5.  What was WHO's role regarding liability?

It was the World Health Organization (WHO) that facilitated this vaccine "tort reform," transferring the liability for vaccine injuries from manufacturers to taxpayers, as noted in this 2012 WHO report:
     "To facilitate the acceptance of vaccines by the large number of recipient countries involved, WHO developed a Letter of Agreement that was signed by each recipient-country government as a condition of receiving vaccines. This Letter of Agreement acknowledged and incorporated clauses from the donation agreement outlined above. All agreements with countries therefore included the same required terms, including those relating to limitations of liability, that were included in the agreements between WHO and donors.
     Because the initial urgency of the pandemic response required an unprecedented number of doses of a new vaccine to be deployed globally in a period of only a few months, vaccine manufacturers required that all customers (primarily developed-country governments) indemnify them (or otherwise discharge them from liability) for any adverse events arising from the use of the pandemic H1N1 vaccine, except to the extent that such adverse events were caused by a failure to comply with cGMP or to meet agreed specifications..."
WHO in 2012 also downplayed the significance of Pandemrix to narcolepsy, despite a report by Canada's Globe and Mail in 2011 that WHO acknowledged increased narcolepsy cases in 12 of 47 countries that used Pandemrix:
Although the preliminary information was not conclusive, subsequent data indicated an increased incidence of narcolepsy in children between the ages of 4 and 19 years who had been immunized against pandemic H1N1 influenza.

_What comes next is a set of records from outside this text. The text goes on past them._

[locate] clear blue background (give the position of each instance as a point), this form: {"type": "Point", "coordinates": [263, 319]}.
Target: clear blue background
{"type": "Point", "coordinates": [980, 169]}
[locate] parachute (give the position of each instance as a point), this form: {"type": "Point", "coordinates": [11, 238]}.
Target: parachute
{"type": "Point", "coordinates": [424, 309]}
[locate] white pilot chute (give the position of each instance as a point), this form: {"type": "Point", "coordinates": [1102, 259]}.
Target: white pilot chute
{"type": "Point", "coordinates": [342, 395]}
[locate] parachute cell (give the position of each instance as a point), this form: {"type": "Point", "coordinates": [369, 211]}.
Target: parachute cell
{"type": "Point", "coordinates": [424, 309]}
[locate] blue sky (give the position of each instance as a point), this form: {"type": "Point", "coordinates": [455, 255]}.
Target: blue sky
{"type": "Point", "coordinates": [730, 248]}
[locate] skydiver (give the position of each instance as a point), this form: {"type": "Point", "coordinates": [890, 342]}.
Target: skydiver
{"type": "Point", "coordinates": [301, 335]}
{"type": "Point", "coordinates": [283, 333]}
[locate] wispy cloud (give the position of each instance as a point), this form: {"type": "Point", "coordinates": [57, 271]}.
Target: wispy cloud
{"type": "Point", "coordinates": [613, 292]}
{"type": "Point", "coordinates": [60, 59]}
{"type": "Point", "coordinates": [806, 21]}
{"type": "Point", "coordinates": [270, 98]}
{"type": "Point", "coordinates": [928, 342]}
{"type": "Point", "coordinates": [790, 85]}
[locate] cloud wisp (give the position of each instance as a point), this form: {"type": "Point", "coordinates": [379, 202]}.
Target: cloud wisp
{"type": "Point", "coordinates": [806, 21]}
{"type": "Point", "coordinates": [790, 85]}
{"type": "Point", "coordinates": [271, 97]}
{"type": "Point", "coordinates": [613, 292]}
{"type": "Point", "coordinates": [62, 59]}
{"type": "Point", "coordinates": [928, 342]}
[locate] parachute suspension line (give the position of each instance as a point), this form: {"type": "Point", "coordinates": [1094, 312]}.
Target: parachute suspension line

These increased incidences were observed only in Finland, Iceland and Sweden (where higher rates of narcolepsy normally occur)...  
6.  How did Pandemrix cause narcolepsy?

There is some evidence that a portion of the hemagglutinin of the 2009 swine flu virus (and vaccine) resembles hypocretin (which is the hormone produced in the hypothalamus that induces wakefulness, and is in short supply or absent in narcolepsy patients), and therefore may stimulate an immune response via "molecular mimicry" against cells producing hypocretin.  But against this hypothesis is the fact that getting the swine flu illness did not increase cases of narcolepsy (here and here); only the vaccine did that. So the answer is we don't know yet.

7.  Did Pandemrix cause other medical problems?

Were other neurological conditions caused by Pandemrix?  This question should have been asked by many international enhanced surveillance projects put in place in 2009.  It has been answered for Sweden as "no"--only narcolepsy cases increased.  There may be slightly increased risks for other conditions, such as paresthesias and inflammatory bowel disease.  I await more studies on this subject.